Since March 2022, the rapid decline in responsiveness has led to a gradual decrease in SCR, however, with the rapid recovery of responsiveness since July, the level of resilience has improved significantly. This appearance indicates that responsiveness is the main reason for the variation in SCR. In addition, it suggests that the performance of adaptability is relatively stable. At the start of 2021, the enterprise significantly improved its adaptability by adjusting its inventory strategy to mitigate supply chain risk through high inventory levels, as depicted in the adaptability curve in Figure 4. By comparing the recovery curves in Figures 3 and 4, we can observe that when the enterprise’s resilience begins to decline, the recovery level is typically higher, indicating that recovery capability plays a crucial role after a risky event has occurred.
Although the resilience level of the supply chain is gradually increasing in the next three months, the overall resilience performance is not strong enough. Therefore, enterprises still need to maintain a high level of crisis awareness, retain high responsiveness through improving supply chain strategies, such as improving order processing speed and improving supplier quality. Besides, measures such as inventory adjustment and the risk response plan should be taken to enhance the adaptive capacity and recovery capacity of the supply chain, so as to further enhance the resilience level of the supply chain of the enterprise.

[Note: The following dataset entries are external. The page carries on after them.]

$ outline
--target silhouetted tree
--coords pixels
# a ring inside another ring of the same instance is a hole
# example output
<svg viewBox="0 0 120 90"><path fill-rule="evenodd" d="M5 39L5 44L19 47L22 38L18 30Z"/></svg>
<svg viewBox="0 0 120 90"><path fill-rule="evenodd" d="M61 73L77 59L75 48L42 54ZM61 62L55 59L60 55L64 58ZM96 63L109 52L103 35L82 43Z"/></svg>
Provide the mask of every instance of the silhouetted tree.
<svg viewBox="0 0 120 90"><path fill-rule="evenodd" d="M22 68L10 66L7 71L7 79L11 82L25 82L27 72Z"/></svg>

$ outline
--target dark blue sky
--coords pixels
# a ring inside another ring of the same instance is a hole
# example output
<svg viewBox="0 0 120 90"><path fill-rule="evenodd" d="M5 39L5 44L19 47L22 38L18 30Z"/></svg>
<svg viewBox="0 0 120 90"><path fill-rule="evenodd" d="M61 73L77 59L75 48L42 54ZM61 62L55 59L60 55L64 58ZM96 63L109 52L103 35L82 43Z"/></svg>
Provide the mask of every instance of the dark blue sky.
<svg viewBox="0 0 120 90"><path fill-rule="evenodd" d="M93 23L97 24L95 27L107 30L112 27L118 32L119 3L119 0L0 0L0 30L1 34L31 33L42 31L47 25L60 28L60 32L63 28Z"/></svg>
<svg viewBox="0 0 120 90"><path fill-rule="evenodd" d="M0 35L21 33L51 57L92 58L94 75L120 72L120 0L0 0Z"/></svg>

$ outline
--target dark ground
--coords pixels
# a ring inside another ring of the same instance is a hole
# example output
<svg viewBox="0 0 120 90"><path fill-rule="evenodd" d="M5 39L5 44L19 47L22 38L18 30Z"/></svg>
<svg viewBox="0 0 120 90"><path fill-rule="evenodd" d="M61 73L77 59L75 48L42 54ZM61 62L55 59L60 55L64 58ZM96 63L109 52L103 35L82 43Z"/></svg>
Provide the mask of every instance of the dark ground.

The prediction results and strategy recommendations mentioned above were validated through subsequent visits to the enterprise. During the most recent visit on September 26, 2022, the supply chain director provided feedback that the company is currently experiencing a decrease in response speed on both the demand and supply side due to measures taken for epidemic prevention and control, as well as changes in the international business environment. However, the enterprise is actively making strategic adjustments to address these challenges. This feedback further confirmed the practicality and feasibility of the study.
5. Conclusion
The resilience theory provides a valuable complement to traditional risk management, allowing enterprises to proactively identify potential supply chain risks. This study has quantitatively calculated enterprise SCR by establishing an evaluation indicator system for manufacturing enterprises. Unlike prior studies, this research evaluates SCR and predicts future enterprise resilience based on historical data, while analyzing the time-varying of resilience level across multiple dimensions. By establishing an early warning model for manufacturing enterprises’ SCR, changes in resilience and their causes can be identified in real-time, providing decision-makers with a basis for adjusting operational strategies promptly to improve their capacity to react to market condition changes and avoid the risk of disruption.
We conducted a case study based on actual data from a Chinese electronic manufacturing company and found that this method achieved excellent results in practical applications. The analysis indicates that the company’s supply chain resilience was severely affected during the COVID-19 pandemic and urgently needs improvement. Further analysis also shows that the FAHP-TOPSIS method proposed in this paper can effectively measure and evaluate supply chain resilience. Moreover, our method can handle data fluctuations better, making it suitable for predicting resilience indicator data. In summary, this study expands the application of grey forecasting models in the field of supply chain resilience (SCR) and proposes solutions for SCR early warning, prevention, and response.
Data Availability
The data that are used to support the findings of this study are available from the corresponding author upon reasonable request.
Conflicts of Interest
The author declares that there are no conflicts of interest.
Acknowledgments
This research report is partially supported by the Fundamental Research Funds for the Central Universities of China (N2112021).